Serviceability Improvements

  • Log directories for CONTENTdm imports are now created if not already present.

The team is grateful to the National Endowment for the Humanities and University of Texas-Austin Libraries for funding and guidance, and to Diego Viola for development of the metadata and faceted browsing features. The team is also grateful to the National Historic Records and Publications Commission and to the Civil War Governors of Kentucky Digital Documentary Edition for support for newly editable and exportable metadata fields.

October 2020 Release

31 Oct 15:01
Compare
Choose a tag to compare

Major release v20.10 includes better support for document sets, including API access, bulk assignment during imports, and a more efficient interface for moving works between sets. It also includes support for multiple single-sign-on providers in the same installation, and substantial improvements to the IIIF APIs and TEI-XML export.

User Enhancements

  • Text created by project owners will no longer be flagged as potential spam
  • Searching for works within a collection or document set now searches metadata as well as work titles
  • Project owners may upload or import works to a particular document set within a collection
  • Work assignment to document sets now contains a work search bar, allowing easier management of works between document sets

Integration Improvements

  • Multiple SAML identity providers are now supported on one installation. Sponsored by the Church History Library
  • TEI export now includes geo elements for subjects containing latitude/longitude outside of the "placeography" in the TEI header
  • New IIIF top-level collection per user account
  • Contributions API now accepts a user slug, extending support to uploaded documents as well as those imported from IIIF content providers.
  • Document Sets are now exposed through the IIIF API

Bug fixes

  • Top-level IIIF collection no longer returns 404
  • Line breaks in searchable plaintext export are now replaced with a single space
  • Notes display "n days ago"
  • Work search within document sets returned documents within different collection
  • When subjects have been created from verbatim text including parentheses or braces, autolink no longer breaks
  • Eliminated document set/collection confusion for the "joined project" deed.
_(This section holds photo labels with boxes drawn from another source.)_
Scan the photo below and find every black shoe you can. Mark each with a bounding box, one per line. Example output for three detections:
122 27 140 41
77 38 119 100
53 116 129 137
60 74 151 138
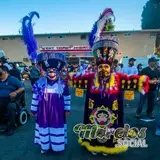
6 128 14 136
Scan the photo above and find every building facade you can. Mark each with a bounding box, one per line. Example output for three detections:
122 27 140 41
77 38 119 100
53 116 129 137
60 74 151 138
0 30 160 63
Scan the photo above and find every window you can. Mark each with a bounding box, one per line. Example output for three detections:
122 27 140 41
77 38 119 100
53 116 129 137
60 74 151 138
59 35 66 38
2 37 8 40
150 33 156 38
81 34 87 40
48 36 52 39
124 33 132 37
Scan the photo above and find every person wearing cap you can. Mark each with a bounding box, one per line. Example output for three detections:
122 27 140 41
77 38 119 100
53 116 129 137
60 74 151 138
122 58 138 76
29 63 40 86
136 57 160 119
70 8 148 156
22 12 71 154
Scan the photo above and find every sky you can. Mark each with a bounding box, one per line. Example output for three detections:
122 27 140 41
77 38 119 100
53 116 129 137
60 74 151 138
0 0 147 35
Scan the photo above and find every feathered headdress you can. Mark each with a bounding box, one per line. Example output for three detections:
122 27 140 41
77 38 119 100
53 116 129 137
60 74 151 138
22 11 39 62
88 8 115 48
88 8 118 65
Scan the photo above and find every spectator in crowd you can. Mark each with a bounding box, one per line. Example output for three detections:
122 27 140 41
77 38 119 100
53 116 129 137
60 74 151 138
122 58 138 76
9 63 21 81
0 66 24 136
136 57 160 119
30 63 40 86
137 63 143 75
112 59 121 73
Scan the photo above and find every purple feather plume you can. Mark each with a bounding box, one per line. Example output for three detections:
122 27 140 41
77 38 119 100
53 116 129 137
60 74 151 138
88 21 97 48
22 11 39 62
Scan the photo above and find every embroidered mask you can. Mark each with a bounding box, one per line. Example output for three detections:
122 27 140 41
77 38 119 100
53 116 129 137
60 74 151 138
98 64 111 78
47 68 58 81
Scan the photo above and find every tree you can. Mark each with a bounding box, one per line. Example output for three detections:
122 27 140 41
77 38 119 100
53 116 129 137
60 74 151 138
141 0 160 29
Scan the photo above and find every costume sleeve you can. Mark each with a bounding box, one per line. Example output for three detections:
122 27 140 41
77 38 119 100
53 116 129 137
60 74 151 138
119 74 149 94
31 82 39 114
31 93 39 113
63 85 71 112
69 73 95 89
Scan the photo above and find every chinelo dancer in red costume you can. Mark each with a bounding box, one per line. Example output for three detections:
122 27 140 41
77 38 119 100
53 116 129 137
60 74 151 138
22 12 71 154
70 8 149 155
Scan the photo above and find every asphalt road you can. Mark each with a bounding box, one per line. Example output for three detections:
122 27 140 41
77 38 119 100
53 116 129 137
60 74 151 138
0 82 160 160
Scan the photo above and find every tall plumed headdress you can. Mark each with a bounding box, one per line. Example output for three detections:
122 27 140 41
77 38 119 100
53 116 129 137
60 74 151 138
22 11 39 62
22 11 66 70
88 8 119 65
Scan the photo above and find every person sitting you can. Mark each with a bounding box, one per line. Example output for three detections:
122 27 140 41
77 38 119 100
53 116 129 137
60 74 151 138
0 66 24 136
9 63 21 81
30 63 40 86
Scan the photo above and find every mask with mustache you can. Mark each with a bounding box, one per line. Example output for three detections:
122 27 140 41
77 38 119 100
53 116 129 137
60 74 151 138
47 68 58 81
98 64 111 78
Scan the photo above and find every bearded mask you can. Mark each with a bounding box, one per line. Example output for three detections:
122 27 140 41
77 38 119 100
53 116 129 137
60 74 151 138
98 64 111 78
47 68 58 81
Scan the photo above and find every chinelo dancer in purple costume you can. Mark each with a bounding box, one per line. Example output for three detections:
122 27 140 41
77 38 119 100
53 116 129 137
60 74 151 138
22 12 71 153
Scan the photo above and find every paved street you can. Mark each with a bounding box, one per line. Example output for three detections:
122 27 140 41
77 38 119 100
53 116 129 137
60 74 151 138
0 82 160 160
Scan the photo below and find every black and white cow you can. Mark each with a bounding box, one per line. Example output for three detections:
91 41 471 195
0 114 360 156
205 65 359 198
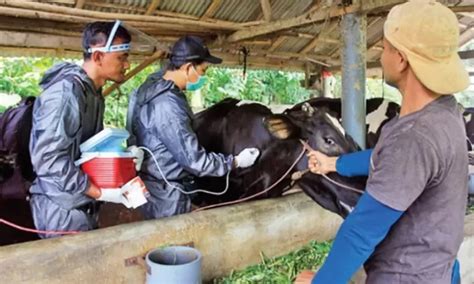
290 98 400 148
193 99 365 217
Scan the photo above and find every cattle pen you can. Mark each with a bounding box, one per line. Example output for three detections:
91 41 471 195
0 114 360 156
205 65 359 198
0 0 474 284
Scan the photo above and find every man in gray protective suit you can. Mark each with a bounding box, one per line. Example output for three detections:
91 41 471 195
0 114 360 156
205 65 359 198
30 21 131 238
129 36 259 219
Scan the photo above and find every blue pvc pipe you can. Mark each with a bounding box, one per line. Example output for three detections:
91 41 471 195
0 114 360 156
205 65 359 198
146 246 202 284
342 14 367 149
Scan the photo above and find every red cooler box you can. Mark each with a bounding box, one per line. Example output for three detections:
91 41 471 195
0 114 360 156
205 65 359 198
75 152 137 188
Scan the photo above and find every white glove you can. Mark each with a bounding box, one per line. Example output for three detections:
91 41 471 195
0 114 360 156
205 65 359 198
127 145 145 172
97 188 130 207
234 148 260 168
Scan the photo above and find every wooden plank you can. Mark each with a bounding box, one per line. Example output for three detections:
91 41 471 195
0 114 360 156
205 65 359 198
268 36 287 52
300 21 339 54
260 0 272 22
75 0 86 9
0 0 241 31
0 193 342 284
227 0 405 42
0 31 81 49
201 0 222 19
145 0 161 15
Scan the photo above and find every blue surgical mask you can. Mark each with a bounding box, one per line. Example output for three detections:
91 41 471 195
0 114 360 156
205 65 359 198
186 66 207 92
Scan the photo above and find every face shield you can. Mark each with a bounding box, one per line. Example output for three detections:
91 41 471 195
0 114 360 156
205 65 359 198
87 20 163 54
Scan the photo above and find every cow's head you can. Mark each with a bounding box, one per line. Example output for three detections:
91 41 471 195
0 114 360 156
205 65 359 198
264 104 358 156
264 104 365 217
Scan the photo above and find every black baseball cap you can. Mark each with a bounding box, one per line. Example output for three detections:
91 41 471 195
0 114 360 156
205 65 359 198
170 36 222 65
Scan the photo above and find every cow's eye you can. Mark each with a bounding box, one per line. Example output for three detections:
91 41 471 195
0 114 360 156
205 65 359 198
324 137 336 146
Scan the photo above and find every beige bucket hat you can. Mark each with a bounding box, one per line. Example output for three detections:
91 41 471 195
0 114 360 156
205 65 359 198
384 0 469 94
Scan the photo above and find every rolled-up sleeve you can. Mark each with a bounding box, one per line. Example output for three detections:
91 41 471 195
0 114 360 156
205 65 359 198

Serviceability Improvements

  • Inclusive language in accordance with IETF draft
  • Full-text search from a subject article is now launched via a POST, addressing crawler-initiated performance problems

The team is grateful to the Church History Library (Church of Jesus Christ of Latter-day Saints) for funding multi-SSO integration.

September 2020 Release

24 Sep 20:16
Compare
Choose a tag to compare

Major release including performance and serviceability enhancements, improvements to user experience for collaborators on private projects, and several bug fixes.

User Enhancements

  • Show collaborators private collections and document sets on their dashboard (if they have access to them).
  • Higher-resolution page/work thumbnails for modern displays.
  • Subject tab performance improvements for collections with large numbers of subjects.
  • Removed "owned by" wording from collections.
  • Use English-language messages as a fall-back if no Spanish or Portuguese messages are found.
  • Searching for works now searches metadata imported from IIIF.
  • Improved performance of still_editing action.
  • Include OCR correction actions in user statistics.

Integration Improvements

  • Notify users if IIIF manifests have already been imported into the system.
  • Additional logging message for imported IIIF collections
  • Prohibited crawlers from executing full-text searches.
  • Fixed CONTENTdm transcript sync regression.

Bug fixes

  • Document sets created by staff owners are now owned by the organization account.
  • Autolink now supports subjects with unbalanced parentheses in their verbatim text.
  • Activity emails use absolute URLs again.
  • Page images uploaded individually were broken following Rails 6 upgrade.
  • Performance improvements when displaying pages linking to a subject.
  • IIIF endpoints now use absolute URLs again.
  • Latitude/Longitude and URI fields are persisted to the database again.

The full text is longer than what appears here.